The tension with Turkey fueled by the arrest of two Greek soldiers almost three weeks ago and the incendiary rhetoric coming out of Ankara has raised concerns in the government that the two countries are heading for a protracted crisis, and that Washington and Brussels can only do so much to intervene.
Despite keeping lines of communication with Ankara open through correspondence between the heads of the two countries’ militaries, Athens fears that Ankara is intent on escalating tensions further.
A case in point is the lack of information regarding the fate of the two soldiers who are being held in Turkey on charges they entered a prohibited military zone. Greece fears that Turkey is deliberately slowing the pace of the legal procedure so that it can use their release as a bargaining chip and force the government into negotiations over other issues as well.
Analysts say that Turkey’s demeanor has convinced Athens, Washington, Brussels and other EU capitals, that Turkey is resorting to a strategy that includes the arrest of people as a means of blackmail, especially of Western countries.
The case of the two soldiers and Turkey’s stance were part of the discussions last week between US Assistant Secretary of State for European and Eurasian Affairs Wes Mitchell and Defense Minister Panos Kammenos, and other Greek officials.
Washington has been dealing with a similar issue after the arrest in Turkey in October 2016 of US pastor Andrew Brunson, and his life conviction by a Turkish court last week.

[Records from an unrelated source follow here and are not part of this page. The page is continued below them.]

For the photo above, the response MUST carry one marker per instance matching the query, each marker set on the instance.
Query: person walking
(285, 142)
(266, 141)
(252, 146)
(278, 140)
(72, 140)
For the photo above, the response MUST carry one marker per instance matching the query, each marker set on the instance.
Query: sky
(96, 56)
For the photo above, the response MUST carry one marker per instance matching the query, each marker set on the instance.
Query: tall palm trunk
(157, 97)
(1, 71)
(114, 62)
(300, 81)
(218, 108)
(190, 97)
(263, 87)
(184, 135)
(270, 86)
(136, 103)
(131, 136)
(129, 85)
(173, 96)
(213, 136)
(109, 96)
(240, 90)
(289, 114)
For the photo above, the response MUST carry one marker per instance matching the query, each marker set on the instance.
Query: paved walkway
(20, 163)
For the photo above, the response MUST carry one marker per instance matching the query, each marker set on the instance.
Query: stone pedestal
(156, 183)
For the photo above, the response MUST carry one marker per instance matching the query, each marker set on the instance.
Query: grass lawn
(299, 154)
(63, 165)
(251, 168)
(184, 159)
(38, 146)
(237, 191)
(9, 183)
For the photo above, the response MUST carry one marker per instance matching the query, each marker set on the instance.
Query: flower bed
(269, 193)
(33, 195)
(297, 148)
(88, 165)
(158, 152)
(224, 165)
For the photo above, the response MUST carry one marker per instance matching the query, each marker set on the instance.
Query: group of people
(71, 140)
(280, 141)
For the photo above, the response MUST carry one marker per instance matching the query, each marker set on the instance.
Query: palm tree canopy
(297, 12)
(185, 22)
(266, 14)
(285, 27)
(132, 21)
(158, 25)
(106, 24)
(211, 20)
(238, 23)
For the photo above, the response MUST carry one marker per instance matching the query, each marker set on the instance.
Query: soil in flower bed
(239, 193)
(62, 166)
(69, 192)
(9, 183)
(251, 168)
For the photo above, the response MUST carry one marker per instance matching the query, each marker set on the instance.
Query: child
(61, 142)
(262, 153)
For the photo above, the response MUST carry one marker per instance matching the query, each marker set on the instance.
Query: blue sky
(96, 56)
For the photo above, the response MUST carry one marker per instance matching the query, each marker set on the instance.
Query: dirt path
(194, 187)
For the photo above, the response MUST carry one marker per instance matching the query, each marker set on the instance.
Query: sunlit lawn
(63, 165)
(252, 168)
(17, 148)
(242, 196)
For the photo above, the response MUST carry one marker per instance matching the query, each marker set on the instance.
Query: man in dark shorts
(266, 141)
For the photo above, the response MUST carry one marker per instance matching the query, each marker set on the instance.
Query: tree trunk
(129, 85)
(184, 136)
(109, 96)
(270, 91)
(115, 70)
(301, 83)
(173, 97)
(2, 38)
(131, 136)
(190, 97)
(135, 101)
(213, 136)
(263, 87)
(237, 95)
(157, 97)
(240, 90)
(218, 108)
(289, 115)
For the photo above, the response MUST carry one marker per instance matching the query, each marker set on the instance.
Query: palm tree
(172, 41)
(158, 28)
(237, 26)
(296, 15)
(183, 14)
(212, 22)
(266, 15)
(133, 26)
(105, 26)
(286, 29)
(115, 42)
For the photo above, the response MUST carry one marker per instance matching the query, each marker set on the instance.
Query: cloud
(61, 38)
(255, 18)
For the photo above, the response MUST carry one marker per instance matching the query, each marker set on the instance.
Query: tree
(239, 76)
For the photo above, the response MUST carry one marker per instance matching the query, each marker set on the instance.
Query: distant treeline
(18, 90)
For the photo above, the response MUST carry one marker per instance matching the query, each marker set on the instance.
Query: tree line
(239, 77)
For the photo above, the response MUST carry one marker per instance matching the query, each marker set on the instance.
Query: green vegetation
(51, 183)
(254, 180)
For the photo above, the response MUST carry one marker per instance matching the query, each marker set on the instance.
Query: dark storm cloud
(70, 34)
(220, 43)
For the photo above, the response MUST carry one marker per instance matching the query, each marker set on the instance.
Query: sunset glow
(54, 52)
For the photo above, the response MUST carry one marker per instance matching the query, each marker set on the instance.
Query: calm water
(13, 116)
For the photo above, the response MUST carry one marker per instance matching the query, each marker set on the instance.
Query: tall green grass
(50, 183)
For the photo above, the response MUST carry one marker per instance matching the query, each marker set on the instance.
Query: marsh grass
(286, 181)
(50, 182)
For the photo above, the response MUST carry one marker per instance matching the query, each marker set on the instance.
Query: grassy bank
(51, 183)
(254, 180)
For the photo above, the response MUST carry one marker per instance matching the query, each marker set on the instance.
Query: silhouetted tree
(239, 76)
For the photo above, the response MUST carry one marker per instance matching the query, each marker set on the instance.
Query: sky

With this in mind, Athens is well aware that Washington and the EU have very limited influence over Turkey to keep lines of communication open with Greece.
Despite Turkish statements to the contrary, the government fears the two soldiers could be used as a bargaining chip to force Greece into extraditing the eight Turkish servicemen who fled to Greece and sought political asylum after the abortive coup in Turkey almost two years ago.
According to Turkish news reports, the Supreme Court’s refusal to extradite the servicemen and others linked to a Turkish terror group suggests that Greece has become a refuge for terrorists. The Turkish government-affiliated Yeni Safak newspaper went as far as to liken Athens to Afrin in Syria.